My latest issue is last year when LaSalle Bank sold their mortgages to Citimortgage (thank goodness they were kind enough to let our refinance rate of 5.5% remain) or I would be in deep trouble right along with everyone else. How can the banks do that? We never got a say in the selling of our mortgages! No more convenience of dropping off your payment at the bank on one of your two paydays per month. That “perk” is now gone. The closest Citimortgage is in Chicago or Ohio! And if you’re late – the fees are doubled & tripled! Who can possibly afford any mortgage these days. People are human & need real help & proper guidance. I know I’m frightened by the whole picture. I’ve been thinking about moving back to an apartment with no ties. You might sign a contract for 6-12 months, but at least you don’t have everything hanging over your head. If I could sell my condo, I would (even though I love the location on the creek with nothing but woods around me). I wouldn’t want to buy another home/condo. Too many issues & no one to help when you are hitting rock bottom. The US dollar just won’t stretch like it used to so we’re all in trouble!
Karen A.
Comment by Karen Alexander — May 14, 2008 @ 12:29 pm
A few yrs ago when I began volunteering for Homeowners Against Deficient Dwellings, (HADD.com), the builder complaints were almost always about shoddy construction and breach of contract/warranty issues. As the country got more into the housing boom/bubble and bust years, the complaints began to show more frequent elements of predatory or fraudulent lending, paticularly when the builder’s in-house or preferred lender was used.

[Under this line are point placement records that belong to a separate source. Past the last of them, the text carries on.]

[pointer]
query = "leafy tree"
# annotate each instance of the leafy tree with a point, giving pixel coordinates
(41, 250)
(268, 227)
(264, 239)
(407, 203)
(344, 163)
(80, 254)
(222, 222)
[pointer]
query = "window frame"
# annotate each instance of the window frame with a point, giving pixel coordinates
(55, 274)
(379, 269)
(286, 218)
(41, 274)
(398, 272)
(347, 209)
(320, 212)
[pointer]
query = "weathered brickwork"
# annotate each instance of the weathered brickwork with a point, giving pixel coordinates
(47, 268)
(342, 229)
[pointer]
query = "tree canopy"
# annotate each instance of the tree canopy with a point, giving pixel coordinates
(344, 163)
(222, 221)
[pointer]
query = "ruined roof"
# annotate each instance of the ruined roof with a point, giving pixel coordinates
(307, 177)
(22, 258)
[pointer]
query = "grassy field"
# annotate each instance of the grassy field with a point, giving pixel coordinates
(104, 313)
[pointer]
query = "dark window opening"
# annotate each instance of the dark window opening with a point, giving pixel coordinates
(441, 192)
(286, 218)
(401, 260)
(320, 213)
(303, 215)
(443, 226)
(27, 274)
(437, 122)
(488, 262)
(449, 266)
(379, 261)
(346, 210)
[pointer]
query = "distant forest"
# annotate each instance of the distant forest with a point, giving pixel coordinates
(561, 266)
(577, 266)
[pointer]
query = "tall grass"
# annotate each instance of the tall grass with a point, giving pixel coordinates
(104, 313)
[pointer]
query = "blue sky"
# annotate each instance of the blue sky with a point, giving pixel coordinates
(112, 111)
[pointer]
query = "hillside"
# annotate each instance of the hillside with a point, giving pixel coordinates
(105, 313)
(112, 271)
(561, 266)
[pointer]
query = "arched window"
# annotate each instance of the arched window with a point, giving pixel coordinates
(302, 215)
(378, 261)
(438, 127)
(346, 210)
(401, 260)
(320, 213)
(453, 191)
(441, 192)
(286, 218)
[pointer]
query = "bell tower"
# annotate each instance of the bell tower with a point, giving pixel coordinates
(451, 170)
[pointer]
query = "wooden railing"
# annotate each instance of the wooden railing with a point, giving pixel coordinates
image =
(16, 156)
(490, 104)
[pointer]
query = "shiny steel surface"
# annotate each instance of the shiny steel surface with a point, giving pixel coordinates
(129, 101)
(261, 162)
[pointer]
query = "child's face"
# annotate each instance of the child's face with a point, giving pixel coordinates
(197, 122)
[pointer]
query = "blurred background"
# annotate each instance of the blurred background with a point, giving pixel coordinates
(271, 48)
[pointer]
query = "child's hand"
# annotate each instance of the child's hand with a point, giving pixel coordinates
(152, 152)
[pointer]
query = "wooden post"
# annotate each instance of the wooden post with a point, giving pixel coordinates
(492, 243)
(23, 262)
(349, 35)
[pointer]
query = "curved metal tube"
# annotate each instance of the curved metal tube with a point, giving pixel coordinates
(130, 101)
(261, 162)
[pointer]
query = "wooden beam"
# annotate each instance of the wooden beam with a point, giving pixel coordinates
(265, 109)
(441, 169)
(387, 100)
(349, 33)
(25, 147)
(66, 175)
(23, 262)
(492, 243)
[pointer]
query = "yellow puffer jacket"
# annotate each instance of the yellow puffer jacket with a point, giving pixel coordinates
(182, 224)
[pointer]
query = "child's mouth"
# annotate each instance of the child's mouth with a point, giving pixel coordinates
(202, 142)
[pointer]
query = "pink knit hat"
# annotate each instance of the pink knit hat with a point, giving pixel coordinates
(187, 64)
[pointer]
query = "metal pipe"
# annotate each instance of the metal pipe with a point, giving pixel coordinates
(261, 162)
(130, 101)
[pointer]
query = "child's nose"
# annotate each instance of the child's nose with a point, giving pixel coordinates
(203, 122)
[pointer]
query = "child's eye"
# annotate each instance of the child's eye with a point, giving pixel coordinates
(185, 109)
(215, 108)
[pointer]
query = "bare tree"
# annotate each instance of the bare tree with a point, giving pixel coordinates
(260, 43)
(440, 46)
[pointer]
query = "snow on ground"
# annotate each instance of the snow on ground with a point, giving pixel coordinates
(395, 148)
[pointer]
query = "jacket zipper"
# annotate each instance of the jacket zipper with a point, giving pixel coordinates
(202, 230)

The last year or two it has really increased.
Consumers were complaining about outright fraud committed by builders years ago. (E.g. the F. Jeffrey Miller case in KS that will supposedly got to trial in 2009 after something like 10 or more years of when HADD first became aware of it.)

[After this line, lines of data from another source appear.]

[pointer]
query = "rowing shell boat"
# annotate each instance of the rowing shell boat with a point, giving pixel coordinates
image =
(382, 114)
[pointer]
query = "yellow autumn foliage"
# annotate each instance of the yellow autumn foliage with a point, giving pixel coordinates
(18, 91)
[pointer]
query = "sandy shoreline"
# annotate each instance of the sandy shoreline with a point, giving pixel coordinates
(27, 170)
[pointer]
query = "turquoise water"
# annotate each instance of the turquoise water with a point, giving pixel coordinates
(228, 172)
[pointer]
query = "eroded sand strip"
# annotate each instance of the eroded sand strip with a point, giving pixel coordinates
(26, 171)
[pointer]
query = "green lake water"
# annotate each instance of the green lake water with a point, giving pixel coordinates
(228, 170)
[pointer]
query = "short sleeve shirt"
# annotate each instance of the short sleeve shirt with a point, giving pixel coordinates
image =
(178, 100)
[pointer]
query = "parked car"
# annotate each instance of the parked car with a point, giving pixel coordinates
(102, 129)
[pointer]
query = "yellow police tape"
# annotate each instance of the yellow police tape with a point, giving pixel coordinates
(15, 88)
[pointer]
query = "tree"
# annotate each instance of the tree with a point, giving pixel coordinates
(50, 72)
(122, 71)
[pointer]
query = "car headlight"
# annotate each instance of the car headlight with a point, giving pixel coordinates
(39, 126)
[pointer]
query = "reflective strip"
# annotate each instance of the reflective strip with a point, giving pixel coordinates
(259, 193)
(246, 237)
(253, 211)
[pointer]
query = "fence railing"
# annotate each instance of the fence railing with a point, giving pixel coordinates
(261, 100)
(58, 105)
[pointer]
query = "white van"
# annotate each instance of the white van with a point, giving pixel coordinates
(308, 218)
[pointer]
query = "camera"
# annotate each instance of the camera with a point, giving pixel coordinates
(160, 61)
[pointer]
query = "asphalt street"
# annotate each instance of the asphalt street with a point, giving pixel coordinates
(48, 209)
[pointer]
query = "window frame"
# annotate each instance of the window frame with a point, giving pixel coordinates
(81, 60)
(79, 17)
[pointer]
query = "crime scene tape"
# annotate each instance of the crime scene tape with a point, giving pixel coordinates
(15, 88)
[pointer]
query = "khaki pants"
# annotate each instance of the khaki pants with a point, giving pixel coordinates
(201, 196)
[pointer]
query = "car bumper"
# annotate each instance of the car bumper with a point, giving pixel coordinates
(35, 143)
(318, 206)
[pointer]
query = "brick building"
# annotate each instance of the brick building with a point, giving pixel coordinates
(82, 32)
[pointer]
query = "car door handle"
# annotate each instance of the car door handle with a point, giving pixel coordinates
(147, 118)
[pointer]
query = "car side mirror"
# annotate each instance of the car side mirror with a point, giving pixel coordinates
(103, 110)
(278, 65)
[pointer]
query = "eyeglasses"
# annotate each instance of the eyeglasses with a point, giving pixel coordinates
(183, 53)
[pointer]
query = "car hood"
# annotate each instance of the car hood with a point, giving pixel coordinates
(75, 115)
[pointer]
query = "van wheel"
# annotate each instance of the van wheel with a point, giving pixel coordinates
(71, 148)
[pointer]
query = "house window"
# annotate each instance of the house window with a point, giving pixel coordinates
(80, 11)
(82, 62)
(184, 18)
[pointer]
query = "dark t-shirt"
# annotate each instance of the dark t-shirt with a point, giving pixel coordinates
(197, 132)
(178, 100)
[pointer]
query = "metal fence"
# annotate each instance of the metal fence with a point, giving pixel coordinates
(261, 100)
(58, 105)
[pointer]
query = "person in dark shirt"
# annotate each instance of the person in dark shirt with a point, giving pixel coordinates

Only when banks and investors complain, is anything done. Now, too late for many consumers, there are finally some investigations going on by various govt agencies. Several big builders have been fined by HUD, some just this year. A few small crooked builders have already been sentenced to prison or are facing trials. Beazer is still under investigation by multiple agencies. What seems to happen when a BIG co is caught breaking the law is that they pay a fine without admitting wrong-doing. That was the case where HUD fined several builders millions earlier this year. These fines are nothing to building co CEO’s whose life styles will not change because of it. They may even go on doing the same things.

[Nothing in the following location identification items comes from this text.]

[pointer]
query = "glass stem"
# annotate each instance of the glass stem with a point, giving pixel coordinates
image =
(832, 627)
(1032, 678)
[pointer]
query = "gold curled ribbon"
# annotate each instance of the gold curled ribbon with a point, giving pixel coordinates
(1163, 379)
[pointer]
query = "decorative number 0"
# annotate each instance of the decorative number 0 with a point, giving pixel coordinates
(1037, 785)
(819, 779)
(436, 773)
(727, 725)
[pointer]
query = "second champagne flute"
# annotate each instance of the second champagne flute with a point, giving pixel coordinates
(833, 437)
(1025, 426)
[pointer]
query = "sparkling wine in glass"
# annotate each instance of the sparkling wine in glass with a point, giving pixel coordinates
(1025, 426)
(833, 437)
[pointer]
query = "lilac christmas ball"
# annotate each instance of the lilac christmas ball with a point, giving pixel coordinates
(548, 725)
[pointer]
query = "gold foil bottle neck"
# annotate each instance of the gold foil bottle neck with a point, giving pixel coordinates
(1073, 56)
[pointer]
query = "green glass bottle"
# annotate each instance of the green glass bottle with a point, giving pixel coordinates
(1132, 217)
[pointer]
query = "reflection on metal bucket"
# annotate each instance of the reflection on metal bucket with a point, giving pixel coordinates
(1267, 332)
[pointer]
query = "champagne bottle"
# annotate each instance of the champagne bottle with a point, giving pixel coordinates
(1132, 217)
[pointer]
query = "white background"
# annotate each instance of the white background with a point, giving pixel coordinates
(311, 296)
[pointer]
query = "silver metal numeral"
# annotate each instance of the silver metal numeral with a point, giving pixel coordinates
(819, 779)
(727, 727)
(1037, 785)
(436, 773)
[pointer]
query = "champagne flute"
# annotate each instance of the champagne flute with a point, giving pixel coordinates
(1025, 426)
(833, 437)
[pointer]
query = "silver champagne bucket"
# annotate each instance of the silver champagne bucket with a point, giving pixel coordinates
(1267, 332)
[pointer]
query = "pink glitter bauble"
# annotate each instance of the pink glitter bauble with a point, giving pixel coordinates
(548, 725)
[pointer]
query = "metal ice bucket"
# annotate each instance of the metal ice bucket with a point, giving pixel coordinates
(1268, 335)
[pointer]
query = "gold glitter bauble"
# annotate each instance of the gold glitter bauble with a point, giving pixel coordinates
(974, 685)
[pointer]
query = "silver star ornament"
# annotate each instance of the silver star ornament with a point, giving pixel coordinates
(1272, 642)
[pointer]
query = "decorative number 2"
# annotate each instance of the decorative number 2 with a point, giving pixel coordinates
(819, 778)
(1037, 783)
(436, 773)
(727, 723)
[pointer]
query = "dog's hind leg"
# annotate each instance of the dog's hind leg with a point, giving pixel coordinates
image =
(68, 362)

But for the customers whose lives were turned upside down, they may have already lost their house and had their credit ruined. There is also, STILL, an unaddressed problem of severely shoddy new homes that can lead to foreclosure because of them being uninhabitable/unsafe/unfinished, even absent predatory lending! I have an email from a homeowner in 2001 about a case where 25 new homes were foreclosed on in a development because the ‘warranty’ was illusory and the homeowners had no legal recourse to really hold the builder accountable. I think more of that is going on than is reported in any public statistics.
It’s simply wrong for these co’s to be able to “settle” and go on doing business as usual. It is way past time to hold corporate wrong-doers accountable in a MEANINGFUL way, and in time to prevent more housing industry disasters. I feel that jail time would be far more meaningful than fines that never really touch the people who call the shots at these co’s. What is really sickening is that the industry (housing, finance) can even get the time of day from Congress, on these various bailout deals. They should be going to jail or put out of business, not getting corporate welfare at our expense.
Comment by CS — May 14, 2008 @ 3:02 pm
What a sad day in America when the government votes to bail out the criminals and let’s the hard working, honest, homebuyer who depended on the “professional” appraiser, realtor, lender, and title company to work for the customers best interest become homeless with their credit ruined maybe forever.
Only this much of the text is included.